Yaşar Aygüneş
NE OLUYORUZ BEYLER
Bu sabah yeni bir güne uyanmanın mutluluğu ve yeni güne uyandırana şükürle kahvaltı masasına oturdum. Sabahın olmazsa olmazı sıcak ve tavşankanı çayımı yudumlarken, televizyonda sabah haberlerini de izleme imkanım oldu. Keşke izlemeseydim. Keşke çayımı yudumlayıp çıksaydım. Yada ne bileyim bir belgesel kanalı veya çocuk kanalı açsaydım.
Bizler ne ara bu duruma geldik. Saygımızı, sevgimizi kardeşlik ve yardımlaşma duygularımızı nasıl kaybettik. Elbette bunun suçlusu hepimiziz. Elimizden düşürmediğimiz telefonlarımız çevremize karşı görevlerimizi unutturmuş. Komşumuz açmı tokmu umurumuzda değil. Ne yaradana nede yaradılana hoşgörünün eseri kalmamış.
Biz hızla biz olmaktan uzaklaşıyoruz.
Konumuza dönelim. Ne vardı haberlerde. Bu yazıyı kaleme alma sebebim neydi. Üzülerek paylaşayım.
Bir insan müsveddesi ticari taksiye biniyor. Evine yada cehenneme doğru giderken taksinin arka camından yedi aylık bir yavru köpeği ayağından vuruyor. Sorsan buna insanım der. Adamım der. O hayvan can taşımıyor mu? Ne yaptı taksinin içinde sana. Camın açıktı da kutsallarına mı sövdü o yavru köpek. Yuh olsun senin gibi insan müsvettesine. Yuh olsun senin gibi şeytanın yeryüzü temsilcisine.
Diğer yanda bir evlat babasını bıçaklıyor. Hani analarımız kızınca seni doğurana kadar taş doğursaydım der ya. İşte bu çocuğu doğuran anaya seslenmek istiyorum:”keşke taş doğursaydın be ana”. Sebebini dahi merak etmiyorum. Bir canide olsa babaya el kalkmamalı. Bu ülkede kanun var, devlet var. Var ise o babanın suçu bildirirsin devlete, devlet gereğini yapar. Hayatın kim bilir hangi zor şartlarında seni büyüttü o baba. Kim bilir sen hastasın diye kaç gecesini uykusuz geçirdi. Kim bilir cebindeki son kuruşunu kaç kere harçlık olarak sana verdi, sen okulda mahçup olmayasın diye. Kim bilir… oysa sen ne yaptın? Atanı bıçakladın. Keşke güzel anan taş doğursaydı be evlat.

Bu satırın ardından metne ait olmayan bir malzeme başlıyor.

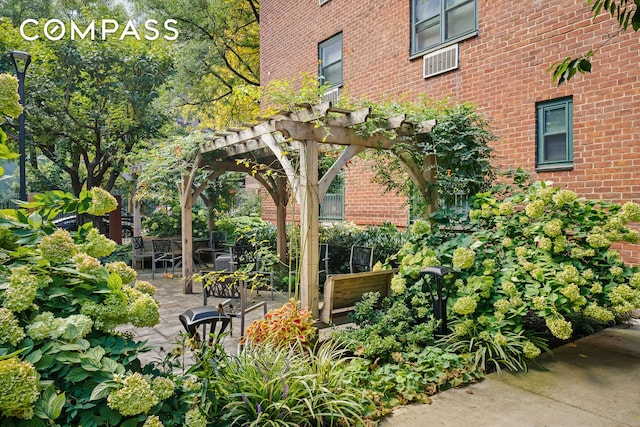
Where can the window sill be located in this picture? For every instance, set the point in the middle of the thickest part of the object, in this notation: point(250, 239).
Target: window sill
point(440, 46)
point(554, 168)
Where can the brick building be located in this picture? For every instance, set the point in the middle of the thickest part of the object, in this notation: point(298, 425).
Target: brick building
point(584, 135)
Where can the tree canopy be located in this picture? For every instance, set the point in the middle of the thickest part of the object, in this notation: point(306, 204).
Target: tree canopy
point(626, 12)
point(218, 72)
point(89, 102)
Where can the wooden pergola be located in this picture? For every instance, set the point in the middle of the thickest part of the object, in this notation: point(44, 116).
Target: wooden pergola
point(282, 154)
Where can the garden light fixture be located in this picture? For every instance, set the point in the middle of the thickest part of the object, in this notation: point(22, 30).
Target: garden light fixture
point(21, 61)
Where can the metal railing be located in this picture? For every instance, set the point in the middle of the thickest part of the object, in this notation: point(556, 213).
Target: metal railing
point(332, 208)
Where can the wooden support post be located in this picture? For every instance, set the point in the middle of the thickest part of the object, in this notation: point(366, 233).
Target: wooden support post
point(186, 202)
point(308, 192)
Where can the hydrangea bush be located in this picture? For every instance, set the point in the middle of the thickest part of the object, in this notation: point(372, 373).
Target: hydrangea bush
point(61, 360)
point(536, 264)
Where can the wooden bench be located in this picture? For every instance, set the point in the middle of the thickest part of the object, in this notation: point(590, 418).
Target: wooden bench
point(343, 291)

Sonra beş aylık hamile bir bayanın çantasına asılıp onu yerlerde sürükleyen yankesiciler. İnsanlıktan hızla uzaklaşan yaratıklar. Kokuşmuş hayatlar. Tamda alemlerin efendisinin doğduğu günde. Yazıklar olsun böyle insanlara..
Oysa yüce yaradan bizleri "eşref-i mahlukat" olarak yaratmış. Yani yaradılmışların en “şereflisi” olarak. Şimdi soruyorum sizlere: yukarıda saydığım örnekleri “şerefli” biri yaparmı?
Şerefli biri komşusunu gözetmezmi?
Şerefli biri kul hakkı yermi?
Şerefli biri “devletin malı deniz” dermi?
Sizler şeref kelimesinin hakkını vermekle mükellefsiniz. Yaradılış esası buna dayanır.